Es gab keine Baupläne oder exakten Beschreibungen: Die Rekonstruktion des 1854 verbrannten Schachtürken erforderte einiges an Recherchen und handwerklichem Geschick. HNF-Kurator Dr. Stefan Stein hatte die Idee, den Türken wieder zum Leben zu erwecken. Er machte die Quellen ausfindig, die HNF-Restaurator Bernhard Fromme nutzte, um den Automaten nachzubauen. Etwa anderthalb Jahre dauerte es bis zur Fertigstellung, wobei der Nachbau für alle Beteiligten ein Projekt neben anderen war.

Der Schachtürke des HNF ist der einzige vollständig funktionierende Nachbau in Europa. Ein weiterer soll in Los Angeles stehen, über dessen Funktion allerdings nichts näheres bekannt ist.

Da keine konkreten Beschreibungen existieren, musste Bernhard Fromme seine mechanischen Kenntnisse einbringen und einiges ausprobieren, um die Funktion des Greifens zu ergründen. Die Lösung war ein Pantograph („Storchenschnabel“), der die Bewegungen des inneren Schachspielers mit Hilfe einer Hebelmechanik auf den Arm des Türken überträgt. Diese Technik hat mit Sicherheit auch Kempelen angewandt.

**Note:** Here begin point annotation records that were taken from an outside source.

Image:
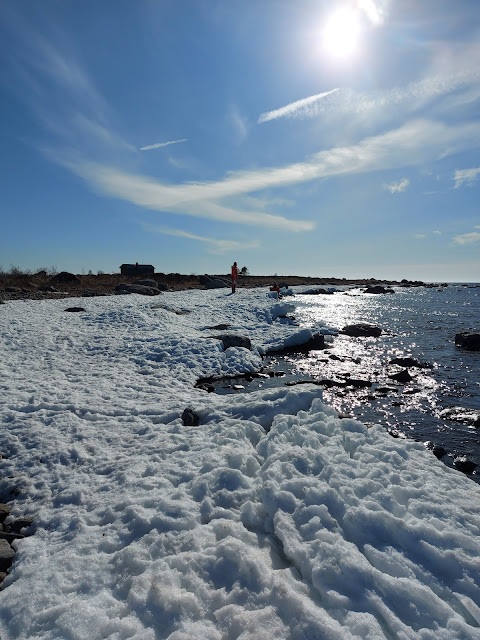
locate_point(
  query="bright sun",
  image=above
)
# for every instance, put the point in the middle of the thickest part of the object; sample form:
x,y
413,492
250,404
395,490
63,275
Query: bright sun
x,y
341,33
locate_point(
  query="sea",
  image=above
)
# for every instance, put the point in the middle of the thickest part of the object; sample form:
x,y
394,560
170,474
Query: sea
x,y
439,405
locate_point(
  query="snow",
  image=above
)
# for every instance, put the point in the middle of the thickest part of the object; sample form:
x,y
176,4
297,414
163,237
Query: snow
x,y
272,518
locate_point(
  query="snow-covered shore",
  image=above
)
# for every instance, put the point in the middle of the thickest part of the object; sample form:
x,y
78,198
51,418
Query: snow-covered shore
x,y
270,519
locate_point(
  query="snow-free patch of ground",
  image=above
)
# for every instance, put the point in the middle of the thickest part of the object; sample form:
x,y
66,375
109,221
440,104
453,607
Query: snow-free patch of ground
x,y
270,519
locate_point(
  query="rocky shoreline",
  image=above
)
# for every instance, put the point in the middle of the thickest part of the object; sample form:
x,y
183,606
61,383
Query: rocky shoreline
x,y
42,285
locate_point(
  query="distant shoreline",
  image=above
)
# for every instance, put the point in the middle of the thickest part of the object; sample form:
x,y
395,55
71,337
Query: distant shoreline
x,y
42,285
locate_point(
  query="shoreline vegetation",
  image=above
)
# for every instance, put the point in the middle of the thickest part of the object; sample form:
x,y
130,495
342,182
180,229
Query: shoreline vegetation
x,y
16,284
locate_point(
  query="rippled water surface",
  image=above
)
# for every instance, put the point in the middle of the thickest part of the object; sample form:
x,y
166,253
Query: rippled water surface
x,y
417,322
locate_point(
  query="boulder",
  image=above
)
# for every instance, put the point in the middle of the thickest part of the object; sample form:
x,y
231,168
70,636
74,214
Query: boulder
x,y
402,376
316,292
464,465
216,283
65,278
230,340
461,414
137,288
147,282
6,555
362,329
410,362
469,340
190,418
315,343
48,288
378,289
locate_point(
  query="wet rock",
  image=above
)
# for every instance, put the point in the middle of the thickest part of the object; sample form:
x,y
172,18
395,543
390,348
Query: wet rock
x,y
378,290
216,283
64,277
6,555
219,327
461,414
137,288
469,340
21,523
317,292
230,340
315,343
358,383
410,362
464,465
147,282
4,511
48,288
402,376
190,418
362,329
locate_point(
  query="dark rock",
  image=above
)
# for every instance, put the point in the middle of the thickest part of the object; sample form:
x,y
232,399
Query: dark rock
x,y
461,414
147,282
316,292
219,327
358,383
4,511
21,523
331,382
137,288
378,289
402,376
6,555
230,340
410,362
48,288
469,340
216,283
315,343
362,329
65,278
190,418
464,465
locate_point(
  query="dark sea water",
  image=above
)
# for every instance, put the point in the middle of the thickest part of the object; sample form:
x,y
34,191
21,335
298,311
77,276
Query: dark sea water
x,y
419,322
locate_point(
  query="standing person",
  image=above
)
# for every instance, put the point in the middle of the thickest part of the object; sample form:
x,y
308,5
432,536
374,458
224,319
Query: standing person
x,y
234,276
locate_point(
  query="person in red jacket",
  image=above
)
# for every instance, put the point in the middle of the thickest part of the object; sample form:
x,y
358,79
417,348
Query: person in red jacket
x,y
234,276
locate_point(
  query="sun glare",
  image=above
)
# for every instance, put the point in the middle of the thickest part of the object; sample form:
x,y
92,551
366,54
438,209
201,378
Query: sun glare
x,y
341,33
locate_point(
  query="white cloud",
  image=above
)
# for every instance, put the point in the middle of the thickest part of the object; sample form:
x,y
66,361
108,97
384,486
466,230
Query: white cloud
x,y
294,108
467,238
216,246
158,145
397,187
466,176
414,143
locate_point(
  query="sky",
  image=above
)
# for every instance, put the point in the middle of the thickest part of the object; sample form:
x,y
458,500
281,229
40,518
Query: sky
x,y
316,137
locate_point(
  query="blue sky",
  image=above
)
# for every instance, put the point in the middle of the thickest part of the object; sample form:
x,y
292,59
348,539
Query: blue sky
x,y
312,137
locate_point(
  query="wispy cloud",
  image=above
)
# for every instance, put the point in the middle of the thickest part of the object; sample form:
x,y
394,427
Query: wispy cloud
x,y
216,246
159,145
466,176
397,187
467,238
299,107
416,142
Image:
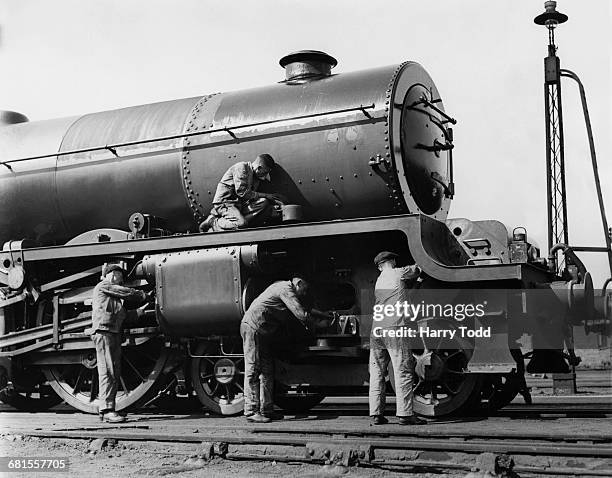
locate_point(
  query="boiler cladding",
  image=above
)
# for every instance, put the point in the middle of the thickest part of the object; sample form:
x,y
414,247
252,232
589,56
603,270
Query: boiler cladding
x,y
348,145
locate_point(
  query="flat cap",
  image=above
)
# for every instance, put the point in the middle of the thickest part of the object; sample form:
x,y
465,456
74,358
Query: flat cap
x,y
384,256
114,267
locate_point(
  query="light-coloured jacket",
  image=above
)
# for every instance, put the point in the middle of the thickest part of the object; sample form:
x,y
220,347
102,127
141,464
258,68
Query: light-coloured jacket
x,y
108,312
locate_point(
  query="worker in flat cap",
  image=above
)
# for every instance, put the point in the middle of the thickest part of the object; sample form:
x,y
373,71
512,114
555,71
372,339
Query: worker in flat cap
x,y
392,287
268,313
108,314
239,201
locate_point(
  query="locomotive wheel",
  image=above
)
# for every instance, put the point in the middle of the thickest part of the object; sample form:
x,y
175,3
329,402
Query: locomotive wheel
x,y
499,390
441,385
141,375
218,379
295,402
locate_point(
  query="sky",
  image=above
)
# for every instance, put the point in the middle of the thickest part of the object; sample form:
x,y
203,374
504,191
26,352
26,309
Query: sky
x,y
70,57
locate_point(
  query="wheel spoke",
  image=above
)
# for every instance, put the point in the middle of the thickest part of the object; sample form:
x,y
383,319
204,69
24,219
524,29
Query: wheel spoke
x,y
215,389
94,385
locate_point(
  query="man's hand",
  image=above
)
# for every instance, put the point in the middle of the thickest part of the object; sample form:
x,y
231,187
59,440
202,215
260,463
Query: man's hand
x,y
275,197
140,311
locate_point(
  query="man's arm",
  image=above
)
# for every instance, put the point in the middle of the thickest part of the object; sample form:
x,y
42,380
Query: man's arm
x,y
410,272
295,307
244,190
122,292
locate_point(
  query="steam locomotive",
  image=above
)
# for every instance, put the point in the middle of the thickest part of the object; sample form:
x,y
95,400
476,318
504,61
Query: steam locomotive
x,y
367,158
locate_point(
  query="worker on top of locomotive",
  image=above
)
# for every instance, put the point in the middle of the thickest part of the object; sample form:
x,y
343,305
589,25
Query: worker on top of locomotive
x,y
391,288
108,315
239,201
261,322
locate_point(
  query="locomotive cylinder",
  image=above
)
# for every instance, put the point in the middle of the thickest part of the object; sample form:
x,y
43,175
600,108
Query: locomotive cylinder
x,y
348,145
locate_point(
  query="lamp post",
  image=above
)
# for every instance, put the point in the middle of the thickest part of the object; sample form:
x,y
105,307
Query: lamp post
x,y
555,158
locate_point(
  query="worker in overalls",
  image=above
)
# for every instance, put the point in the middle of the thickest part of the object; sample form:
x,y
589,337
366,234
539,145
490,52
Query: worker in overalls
x,y
261,322
238,202
391,289
108,314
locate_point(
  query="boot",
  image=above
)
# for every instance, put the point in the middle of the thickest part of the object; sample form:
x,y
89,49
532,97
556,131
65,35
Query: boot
x,y
411,420
257,418
207,223
272,415
379,420
113,417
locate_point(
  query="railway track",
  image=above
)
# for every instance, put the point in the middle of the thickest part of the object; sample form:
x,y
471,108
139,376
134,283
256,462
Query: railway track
x,y
385,446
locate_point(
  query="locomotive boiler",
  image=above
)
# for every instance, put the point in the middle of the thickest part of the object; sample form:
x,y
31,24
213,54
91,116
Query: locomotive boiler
x,y
366,155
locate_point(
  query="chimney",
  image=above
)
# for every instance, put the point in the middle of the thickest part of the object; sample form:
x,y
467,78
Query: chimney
x,y
307,65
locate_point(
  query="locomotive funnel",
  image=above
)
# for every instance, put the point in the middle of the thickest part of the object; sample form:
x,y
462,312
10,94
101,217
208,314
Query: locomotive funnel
x,y
307,64
12,117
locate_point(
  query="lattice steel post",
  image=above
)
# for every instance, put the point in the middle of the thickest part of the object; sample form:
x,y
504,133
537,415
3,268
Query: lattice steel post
x,y
555,159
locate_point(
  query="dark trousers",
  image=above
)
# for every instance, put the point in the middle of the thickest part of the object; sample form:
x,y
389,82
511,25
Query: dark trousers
x,y
108,351
258,372
230,216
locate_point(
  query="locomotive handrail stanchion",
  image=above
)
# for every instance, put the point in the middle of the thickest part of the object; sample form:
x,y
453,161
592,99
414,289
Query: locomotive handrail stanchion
x,y
113,147
607,234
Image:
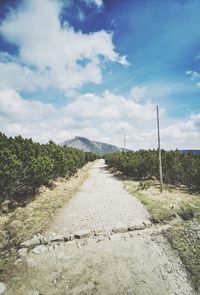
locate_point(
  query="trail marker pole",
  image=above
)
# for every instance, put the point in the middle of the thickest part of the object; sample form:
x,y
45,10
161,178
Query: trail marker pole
x,y
159,151
124,140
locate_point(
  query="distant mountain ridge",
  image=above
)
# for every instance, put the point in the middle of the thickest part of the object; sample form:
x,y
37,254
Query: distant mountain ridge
x,y
195,152
87,145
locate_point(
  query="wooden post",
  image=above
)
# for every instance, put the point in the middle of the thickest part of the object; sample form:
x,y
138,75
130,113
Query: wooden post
x,y
124,140
159,151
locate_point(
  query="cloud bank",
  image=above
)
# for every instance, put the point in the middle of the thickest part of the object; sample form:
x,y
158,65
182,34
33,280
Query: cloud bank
x,y
52,54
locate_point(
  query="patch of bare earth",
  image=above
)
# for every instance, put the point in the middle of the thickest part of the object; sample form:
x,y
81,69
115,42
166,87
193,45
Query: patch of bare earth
x,y
101,242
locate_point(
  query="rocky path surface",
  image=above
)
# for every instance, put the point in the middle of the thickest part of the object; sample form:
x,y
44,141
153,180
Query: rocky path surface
x,y
102,242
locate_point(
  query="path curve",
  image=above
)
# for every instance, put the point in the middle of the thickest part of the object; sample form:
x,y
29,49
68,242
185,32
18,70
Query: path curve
x,y
132,263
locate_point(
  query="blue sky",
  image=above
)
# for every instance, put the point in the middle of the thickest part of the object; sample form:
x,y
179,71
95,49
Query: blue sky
x,y
99,67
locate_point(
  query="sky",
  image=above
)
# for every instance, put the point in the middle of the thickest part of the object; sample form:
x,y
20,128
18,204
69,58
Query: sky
x,y
98,68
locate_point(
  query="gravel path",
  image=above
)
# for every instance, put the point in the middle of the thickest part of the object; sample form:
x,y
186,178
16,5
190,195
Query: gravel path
x,y
101,204
107,261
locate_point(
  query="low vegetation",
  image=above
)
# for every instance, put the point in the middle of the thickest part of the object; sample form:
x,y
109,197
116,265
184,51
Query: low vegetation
x,y
178,168
24,222
25,165
178,206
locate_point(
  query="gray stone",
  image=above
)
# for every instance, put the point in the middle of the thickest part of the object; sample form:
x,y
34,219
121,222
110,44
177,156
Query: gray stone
x,y
122,229
2,288
136,227
57,239
40,249
7,206
37,240
23,252
82,234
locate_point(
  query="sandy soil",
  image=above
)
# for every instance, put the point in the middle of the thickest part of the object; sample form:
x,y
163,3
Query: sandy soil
x,y
138,262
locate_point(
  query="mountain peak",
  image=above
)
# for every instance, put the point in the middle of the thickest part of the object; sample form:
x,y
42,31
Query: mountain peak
x,y
88,145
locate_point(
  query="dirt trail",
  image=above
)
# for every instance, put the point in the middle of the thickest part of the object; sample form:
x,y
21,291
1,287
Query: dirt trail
x,y
110,257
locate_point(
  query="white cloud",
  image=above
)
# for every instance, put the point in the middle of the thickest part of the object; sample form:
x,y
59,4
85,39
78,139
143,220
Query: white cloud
x,y
195,76
102,117
98,3
50,54
138,92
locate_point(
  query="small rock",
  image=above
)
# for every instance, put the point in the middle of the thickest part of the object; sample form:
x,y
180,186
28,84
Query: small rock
x,y
23,252
37,240
39,249
7,206
82,234
69,238
136,227
57,239
42,189
120,230
2,288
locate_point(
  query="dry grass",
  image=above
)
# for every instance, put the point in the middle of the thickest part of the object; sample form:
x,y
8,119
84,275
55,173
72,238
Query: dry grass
x,y
25,222
183,208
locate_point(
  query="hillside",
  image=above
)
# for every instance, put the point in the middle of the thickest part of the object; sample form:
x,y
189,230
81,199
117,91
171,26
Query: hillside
x,y
96,147
195,152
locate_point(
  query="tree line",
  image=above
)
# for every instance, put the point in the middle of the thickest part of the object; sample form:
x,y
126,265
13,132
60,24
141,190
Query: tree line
x,y
26,165
178,168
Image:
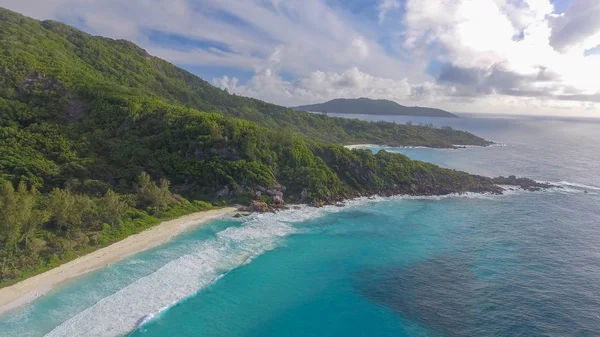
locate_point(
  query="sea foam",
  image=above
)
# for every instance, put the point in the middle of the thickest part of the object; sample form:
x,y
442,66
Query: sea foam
x,y
139,302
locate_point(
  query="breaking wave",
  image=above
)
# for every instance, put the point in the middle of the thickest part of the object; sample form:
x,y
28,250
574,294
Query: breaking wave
x,y
141,301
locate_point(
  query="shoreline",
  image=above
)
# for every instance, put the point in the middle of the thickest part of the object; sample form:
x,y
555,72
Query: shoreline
x,y
30,289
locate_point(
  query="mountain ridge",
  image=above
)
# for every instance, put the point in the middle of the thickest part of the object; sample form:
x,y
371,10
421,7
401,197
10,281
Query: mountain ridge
x,y
368,106
100,140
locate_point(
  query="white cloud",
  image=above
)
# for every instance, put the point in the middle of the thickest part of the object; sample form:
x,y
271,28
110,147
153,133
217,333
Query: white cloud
x,y
511,36
386,6
317,86
500,53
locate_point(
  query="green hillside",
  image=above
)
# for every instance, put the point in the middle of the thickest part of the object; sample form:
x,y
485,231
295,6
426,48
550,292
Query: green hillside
x,y
99,140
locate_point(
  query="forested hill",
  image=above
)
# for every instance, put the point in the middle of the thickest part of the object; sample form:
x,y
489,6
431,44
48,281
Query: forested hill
x,y
70,65
99,140
367,106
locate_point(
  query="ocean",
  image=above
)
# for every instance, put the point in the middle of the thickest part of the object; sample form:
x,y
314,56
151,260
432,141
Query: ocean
x,y
520,264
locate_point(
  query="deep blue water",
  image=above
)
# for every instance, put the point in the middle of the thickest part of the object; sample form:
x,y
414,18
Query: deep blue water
x,y
522,264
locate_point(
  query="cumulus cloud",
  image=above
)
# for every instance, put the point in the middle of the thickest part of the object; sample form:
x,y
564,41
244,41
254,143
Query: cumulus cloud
x,y
502,53
385,6
504,47
578,26
317,86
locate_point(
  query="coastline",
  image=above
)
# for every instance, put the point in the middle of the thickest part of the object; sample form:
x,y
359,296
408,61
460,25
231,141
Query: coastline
x,y
28,290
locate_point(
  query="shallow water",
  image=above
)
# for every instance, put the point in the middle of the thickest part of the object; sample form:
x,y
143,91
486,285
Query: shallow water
x,y
522,264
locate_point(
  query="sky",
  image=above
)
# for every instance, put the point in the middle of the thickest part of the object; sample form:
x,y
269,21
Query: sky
x,y
497,56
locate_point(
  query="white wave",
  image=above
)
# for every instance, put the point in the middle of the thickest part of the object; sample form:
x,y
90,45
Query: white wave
x,y
141,301
576,185
494,144
360,146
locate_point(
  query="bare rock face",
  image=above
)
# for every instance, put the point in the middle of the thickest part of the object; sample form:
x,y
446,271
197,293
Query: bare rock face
x,y
259,207
304,198
278,199
224,192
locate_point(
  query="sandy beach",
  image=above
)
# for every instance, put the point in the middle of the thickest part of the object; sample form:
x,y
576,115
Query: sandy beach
x,y
28,290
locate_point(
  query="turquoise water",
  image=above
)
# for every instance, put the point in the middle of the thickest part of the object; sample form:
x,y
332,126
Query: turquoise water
x,y
522,264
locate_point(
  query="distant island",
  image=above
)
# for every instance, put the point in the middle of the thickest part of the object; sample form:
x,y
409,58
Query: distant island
x,y
367,106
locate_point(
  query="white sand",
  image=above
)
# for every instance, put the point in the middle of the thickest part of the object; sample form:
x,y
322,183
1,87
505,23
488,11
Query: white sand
x,y
28,290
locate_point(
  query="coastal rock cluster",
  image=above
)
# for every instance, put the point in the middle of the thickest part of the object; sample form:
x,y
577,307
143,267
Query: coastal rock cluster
x,y
422,186
523,183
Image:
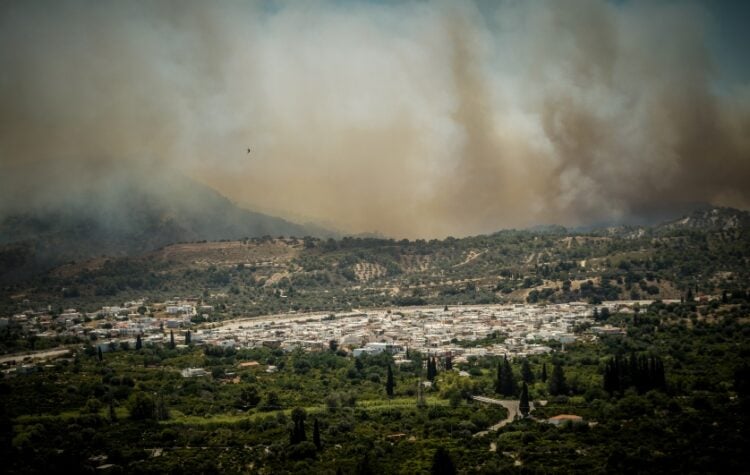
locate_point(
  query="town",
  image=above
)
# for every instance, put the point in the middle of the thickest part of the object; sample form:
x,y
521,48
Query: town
x,y
463,331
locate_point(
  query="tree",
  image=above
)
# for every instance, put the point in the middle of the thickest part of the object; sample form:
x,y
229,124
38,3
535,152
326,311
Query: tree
x,y
249,397
389,384
506,381
431,368
161,411
523,404
298,431
442,463
112,413
526,374
557,384
141,406
316,434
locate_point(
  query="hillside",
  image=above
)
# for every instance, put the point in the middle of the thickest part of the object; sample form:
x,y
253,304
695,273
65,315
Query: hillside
x,y
265,275
131,218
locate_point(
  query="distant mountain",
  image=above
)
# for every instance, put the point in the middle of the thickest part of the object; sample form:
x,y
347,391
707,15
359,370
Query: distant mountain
x,y
128,215
715,219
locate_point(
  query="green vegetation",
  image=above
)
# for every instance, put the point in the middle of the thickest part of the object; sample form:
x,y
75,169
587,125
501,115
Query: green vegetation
x,y
671,396
261,276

Ein weiteres Kernproblem bestand darin, dem Spieler im Inneren die Züge des Schachspielers außen zu übermitteln. Mit Hilfe von Magneten in den Figuren und kleiner Stifte an der Unterseite des Schachbretts kann der Spieler im Türken dem Spielverlauf folgen. Eine Lösung, wie sie auch Kempelen einsetzte.

Die gesamte Konstruktion und Mechanik entstanden in den Werkstätten des Heinz Nixdorf MuseumsForums. Lediglich die Holzarbeiten führte die Paderborner Tischlerei Wippermann aus. Eine Theaterschneiderin fertigte das Kostüm; eine Requisiteurin ließ das Gesicht nach historischen Vorlagen wiedererstehen. Die Maße des Kastens betragen in Zentimetern: 150 breit, 95 hoch, 90 tief. Die Figur des Türken ist etwa lebensgroß.